Why were police at her home?
The search warrant obtained by police included Ms Taylor’s address because authorities believed a suspect in a drug ring - her ex-boyfriend - used her apartment to hide drugs, according to US media.
The ex-boyfriend, who was arrested on the same night of her death for drug possession, has said that prosecutors pressed him to name Ms Taylor as a “co-defendant” in the case against him.
In May, Ms Taylor’s family filed a wrongful death lawsuit. That civil suit concluded in September with a $12m (£9.3m) pay out from the city, but family members say that was only one “layer” of justice for Ms Taylor.
What are ‘no-knock’ search warrants?
No-knock warrants allow police to enter a residence unannounced. They are often used in drug raids to prevent suspects from flushing evidence down the toilet. But they have long been controversial, with critics saying they can have a traumatic effect on unsuspecting suspects or innocent bystanders.
Only Florida and Oregon ban no-knock warrants state-wide, but after Ms Taylor’s death other states and cities have begun working on similar legislation.
Louisville’s city council banned them as a direct result of the case, calling the action “Breonna’s law”.
In June, the Democrat-controlled US House of Representative voted to ban no-knock warrants for federal police nationwide, but the Republican-controlled Senate is unlikely to take up the bill.
What has changed since her death?
The financial settlement included a series of police reforms, including a requirement that all search warrants be approved by a senior officer and a housing credit to officers who move to the low-income neighbourhoods they patrol.
The officers who entered Ms Taylor’s apartment were not wearing body cameras.
The Louisville Metro Police Department now requires all officers to wear body cameras. The former police chief was fired in June after officers failed to turn on their cameras before a separate fatal shooting of an African-American restaurant owner, David McAtee.
The city now plans to bring in their third police chief since Ms Taylor’s death. Yvette Gentry, who takes over on 1 October, will be the department’s first black female police chief.
One of the three officers involved in Ms Taylor’s death - Brett Hankinson - was fired from the force in June after investigators found he had “wantonly and blindly fired ten (10) rounds” into Ms Taylor’s apartment, according to his termination letter.
The other two officers who fired their weapons that night, Jonathan Mattingly and Myles Cosgrove, have been re-assigned to administrative duties.
How big has the campaign become?
Ms Taylor’s name circulated widely during the Black Lives Matter protests against police brutality, which erupted in May after the death of George Floyd in police custody in Minneapolis.
Many felt her death had been overlooked and deserved more attention.
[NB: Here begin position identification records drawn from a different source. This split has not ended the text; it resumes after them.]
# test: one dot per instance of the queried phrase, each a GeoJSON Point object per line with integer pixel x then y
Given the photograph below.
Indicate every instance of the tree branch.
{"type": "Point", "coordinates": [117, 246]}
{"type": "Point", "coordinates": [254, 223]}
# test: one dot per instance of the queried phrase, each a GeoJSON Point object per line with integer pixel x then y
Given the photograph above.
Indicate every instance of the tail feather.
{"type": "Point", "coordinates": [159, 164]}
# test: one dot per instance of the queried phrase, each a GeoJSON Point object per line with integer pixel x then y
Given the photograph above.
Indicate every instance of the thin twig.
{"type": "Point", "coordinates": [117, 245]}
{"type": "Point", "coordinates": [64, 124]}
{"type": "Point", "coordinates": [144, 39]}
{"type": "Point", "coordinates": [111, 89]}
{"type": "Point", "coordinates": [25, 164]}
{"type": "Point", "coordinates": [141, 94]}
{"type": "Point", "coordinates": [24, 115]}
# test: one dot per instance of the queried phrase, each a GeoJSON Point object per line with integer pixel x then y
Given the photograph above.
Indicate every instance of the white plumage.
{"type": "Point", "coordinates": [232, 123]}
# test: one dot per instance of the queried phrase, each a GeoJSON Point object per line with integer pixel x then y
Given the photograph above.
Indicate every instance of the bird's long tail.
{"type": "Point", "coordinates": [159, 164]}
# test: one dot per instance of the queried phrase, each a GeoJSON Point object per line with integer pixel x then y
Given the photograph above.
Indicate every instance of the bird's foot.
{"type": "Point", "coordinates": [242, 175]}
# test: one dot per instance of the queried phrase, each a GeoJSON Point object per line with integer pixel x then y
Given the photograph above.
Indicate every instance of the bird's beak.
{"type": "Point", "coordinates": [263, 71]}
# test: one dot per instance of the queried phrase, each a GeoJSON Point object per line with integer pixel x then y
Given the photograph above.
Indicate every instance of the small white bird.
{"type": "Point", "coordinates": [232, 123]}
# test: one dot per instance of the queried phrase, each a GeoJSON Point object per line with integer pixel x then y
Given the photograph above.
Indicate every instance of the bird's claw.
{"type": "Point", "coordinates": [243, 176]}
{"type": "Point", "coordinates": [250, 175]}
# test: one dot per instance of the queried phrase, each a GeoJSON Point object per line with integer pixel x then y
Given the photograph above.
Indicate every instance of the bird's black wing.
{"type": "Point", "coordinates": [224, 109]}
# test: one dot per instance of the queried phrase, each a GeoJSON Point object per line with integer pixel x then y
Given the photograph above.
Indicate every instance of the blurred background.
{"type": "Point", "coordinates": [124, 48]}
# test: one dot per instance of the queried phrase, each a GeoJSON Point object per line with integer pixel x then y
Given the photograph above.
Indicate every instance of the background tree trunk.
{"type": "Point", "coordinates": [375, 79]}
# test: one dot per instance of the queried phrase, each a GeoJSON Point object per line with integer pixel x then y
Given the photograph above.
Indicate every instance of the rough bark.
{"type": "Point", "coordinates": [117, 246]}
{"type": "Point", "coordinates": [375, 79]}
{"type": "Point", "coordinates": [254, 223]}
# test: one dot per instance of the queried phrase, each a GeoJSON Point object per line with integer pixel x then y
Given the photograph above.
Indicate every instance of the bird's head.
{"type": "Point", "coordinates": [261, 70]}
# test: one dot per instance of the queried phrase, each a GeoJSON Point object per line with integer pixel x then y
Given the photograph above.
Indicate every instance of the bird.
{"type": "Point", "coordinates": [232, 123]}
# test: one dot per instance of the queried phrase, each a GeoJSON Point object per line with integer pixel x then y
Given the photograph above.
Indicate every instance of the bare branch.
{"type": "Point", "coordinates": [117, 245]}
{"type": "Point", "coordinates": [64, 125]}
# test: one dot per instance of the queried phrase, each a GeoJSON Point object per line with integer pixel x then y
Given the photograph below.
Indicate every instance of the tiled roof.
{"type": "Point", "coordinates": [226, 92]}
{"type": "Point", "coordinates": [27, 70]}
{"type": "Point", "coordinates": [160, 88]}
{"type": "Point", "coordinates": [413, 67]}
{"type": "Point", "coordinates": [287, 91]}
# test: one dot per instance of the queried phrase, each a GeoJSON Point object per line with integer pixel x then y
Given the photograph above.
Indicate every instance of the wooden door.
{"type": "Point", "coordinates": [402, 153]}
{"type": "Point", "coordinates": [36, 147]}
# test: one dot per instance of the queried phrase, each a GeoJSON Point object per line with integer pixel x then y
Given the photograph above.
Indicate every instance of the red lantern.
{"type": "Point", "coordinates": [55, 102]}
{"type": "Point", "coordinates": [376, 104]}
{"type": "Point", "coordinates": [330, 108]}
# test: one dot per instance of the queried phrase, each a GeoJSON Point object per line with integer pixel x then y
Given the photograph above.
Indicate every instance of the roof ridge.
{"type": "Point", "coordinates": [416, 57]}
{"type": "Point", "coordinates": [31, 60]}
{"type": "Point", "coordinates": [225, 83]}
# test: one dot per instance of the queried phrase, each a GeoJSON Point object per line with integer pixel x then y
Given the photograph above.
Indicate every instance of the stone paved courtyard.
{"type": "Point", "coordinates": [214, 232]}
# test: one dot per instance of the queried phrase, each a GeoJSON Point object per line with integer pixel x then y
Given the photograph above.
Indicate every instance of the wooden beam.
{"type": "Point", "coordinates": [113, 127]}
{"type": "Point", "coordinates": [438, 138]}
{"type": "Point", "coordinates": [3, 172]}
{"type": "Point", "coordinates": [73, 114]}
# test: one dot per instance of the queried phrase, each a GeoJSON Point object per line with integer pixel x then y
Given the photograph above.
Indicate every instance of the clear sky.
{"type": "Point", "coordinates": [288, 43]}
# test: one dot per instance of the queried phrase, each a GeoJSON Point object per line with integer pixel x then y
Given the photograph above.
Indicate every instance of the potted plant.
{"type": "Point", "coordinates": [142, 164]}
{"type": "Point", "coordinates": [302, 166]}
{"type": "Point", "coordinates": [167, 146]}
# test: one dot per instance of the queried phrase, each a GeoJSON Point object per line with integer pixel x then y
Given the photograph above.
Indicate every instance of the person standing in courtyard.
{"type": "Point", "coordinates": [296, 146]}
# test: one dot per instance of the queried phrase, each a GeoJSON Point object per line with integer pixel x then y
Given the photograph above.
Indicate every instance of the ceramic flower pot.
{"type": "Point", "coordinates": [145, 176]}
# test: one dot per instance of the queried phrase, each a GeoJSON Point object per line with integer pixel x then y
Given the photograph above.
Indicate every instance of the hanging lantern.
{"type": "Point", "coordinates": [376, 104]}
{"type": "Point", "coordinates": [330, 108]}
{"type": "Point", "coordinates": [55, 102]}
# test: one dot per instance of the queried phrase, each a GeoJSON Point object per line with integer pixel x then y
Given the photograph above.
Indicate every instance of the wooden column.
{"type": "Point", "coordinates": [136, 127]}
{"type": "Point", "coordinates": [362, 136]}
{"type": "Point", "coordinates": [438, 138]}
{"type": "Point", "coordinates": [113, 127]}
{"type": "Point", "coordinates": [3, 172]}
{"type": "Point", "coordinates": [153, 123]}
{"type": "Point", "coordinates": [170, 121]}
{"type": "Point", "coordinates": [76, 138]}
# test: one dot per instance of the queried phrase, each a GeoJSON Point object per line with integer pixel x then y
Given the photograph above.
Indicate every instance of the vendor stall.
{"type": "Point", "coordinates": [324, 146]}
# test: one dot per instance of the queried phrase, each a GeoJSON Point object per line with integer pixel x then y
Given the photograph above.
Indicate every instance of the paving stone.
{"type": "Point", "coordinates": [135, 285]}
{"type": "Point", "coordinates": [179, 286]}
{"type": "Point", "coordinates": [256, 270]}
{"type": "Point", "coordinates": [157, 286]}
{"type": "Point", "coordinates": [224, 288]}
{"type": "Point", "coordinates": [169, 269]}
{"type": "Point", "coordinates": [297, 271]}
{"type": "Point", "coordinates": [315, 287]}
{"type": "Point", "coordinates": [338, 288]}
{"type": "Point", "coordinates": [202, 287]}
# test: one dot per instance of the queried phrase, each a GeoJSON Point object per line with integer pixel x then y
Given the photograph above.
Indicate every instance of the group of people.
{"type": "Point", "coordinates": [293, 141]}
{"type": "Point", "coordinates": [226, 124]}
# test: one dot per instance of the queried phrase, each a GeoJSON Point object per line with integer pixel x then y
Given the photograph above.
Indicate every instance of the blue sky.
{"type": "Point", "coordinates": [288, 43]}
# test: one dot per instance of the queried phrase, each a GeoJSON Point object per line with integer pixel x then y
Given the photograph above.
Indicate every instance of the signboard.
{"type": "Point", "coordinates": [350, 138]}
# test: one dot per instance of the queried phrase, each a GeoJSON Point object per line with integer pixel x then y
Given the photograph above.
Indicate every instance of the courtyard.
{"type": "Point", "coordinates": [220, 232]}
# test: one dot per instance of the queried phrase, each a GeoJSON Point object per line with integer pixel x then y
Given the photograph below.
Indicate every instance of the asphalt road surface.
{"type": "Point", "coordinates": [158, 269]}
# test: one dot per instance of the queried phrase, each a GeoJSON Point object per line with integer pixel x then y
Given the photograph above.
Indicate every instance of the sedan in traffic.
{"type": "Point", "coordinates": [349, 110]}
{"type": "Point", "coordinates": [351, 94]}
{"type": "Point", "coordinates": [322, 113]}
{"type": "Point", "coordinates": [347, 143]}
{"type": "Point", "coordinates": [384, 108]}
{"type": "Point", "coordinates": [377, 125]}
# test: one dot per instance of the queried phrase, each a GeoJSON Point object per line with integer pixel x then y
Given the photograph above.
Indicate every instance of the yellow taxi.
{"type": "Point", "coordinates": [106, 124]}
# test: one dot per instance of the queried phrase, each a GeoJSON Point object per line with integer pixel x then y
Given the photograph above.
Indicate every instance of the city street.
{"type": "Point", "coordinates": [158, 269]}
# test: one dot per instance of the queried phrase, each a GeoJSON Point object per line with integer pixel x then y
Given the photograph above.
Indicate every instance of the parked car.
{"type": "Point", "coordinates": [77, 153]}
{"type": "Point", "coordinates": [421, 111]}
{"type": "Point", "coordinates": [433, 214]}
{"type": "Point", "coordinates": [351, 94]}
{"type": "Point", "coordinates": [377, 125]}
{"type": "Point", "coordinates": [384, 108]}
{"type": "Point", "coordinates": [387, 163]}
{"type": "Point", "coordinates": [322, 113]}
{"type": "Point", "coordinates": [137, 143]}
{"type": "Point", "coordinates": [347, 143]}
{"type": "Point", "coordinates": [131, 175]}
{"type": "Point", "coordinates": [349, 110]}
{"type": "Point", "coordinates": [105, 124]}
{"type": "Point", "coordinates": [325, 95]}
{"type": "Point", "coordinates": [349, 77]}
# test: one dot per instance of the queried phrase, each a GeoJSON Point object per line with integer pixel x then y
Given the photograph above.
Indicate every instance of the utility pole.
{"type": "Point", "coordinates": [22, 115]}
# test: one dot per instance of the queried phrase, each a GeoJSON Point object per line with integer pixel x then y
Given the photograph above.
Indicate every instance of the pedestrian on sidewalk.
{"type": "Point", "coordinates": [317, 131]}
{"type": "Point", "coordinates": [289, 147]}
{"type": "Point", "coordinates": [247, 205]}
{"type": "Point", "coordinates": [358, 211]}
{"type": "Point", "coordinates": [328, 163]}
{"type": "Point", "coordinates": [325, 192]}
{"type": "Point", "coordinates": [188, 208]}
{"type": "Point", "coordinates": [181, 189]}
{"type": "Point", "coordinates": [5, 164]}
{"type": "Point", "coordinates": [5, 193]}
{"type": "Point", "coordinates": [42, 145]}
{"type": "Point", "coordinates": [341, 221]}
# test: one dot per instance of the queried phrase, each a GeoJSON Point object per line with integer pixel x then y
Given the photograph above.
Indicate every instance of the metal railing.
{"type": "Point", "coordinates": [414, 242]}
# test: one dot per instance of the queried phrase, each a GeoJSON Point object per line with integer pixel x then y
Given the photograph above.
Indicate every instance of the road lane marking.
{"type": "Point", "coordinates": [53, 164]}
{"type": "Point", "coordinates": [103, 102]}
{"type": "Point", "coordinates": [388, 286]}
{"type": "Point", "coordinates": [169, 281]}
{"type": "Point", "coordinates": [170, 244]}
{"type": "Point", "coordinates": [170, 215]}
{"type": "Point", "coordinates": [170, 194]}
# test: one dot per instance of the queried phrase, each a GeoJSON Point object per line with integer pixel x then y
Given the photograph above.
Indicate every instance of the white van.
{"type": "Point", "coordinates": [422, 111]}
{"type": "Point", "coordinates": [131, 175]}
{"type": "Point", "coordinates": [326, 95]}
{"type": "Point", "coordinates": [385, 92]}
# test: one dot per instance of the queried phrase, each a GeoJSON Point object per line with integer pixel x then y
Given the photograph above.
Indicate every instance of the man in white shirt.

Since then, more and more Americans have called for justice in her memory.
At the Democratic National Convention in August, both former First Lady Michelle Obama and Vice-presidential candidate Kamala Harris mentioned her. Presidential candidate Joe Biden has said the officers should be criminally charged.
Major league sports athletes have worn her name on their helmets, jerseys and shoes, and chat show host Oprah Winfrey commissioned billboards in Louisville to call for her killers to be arrested.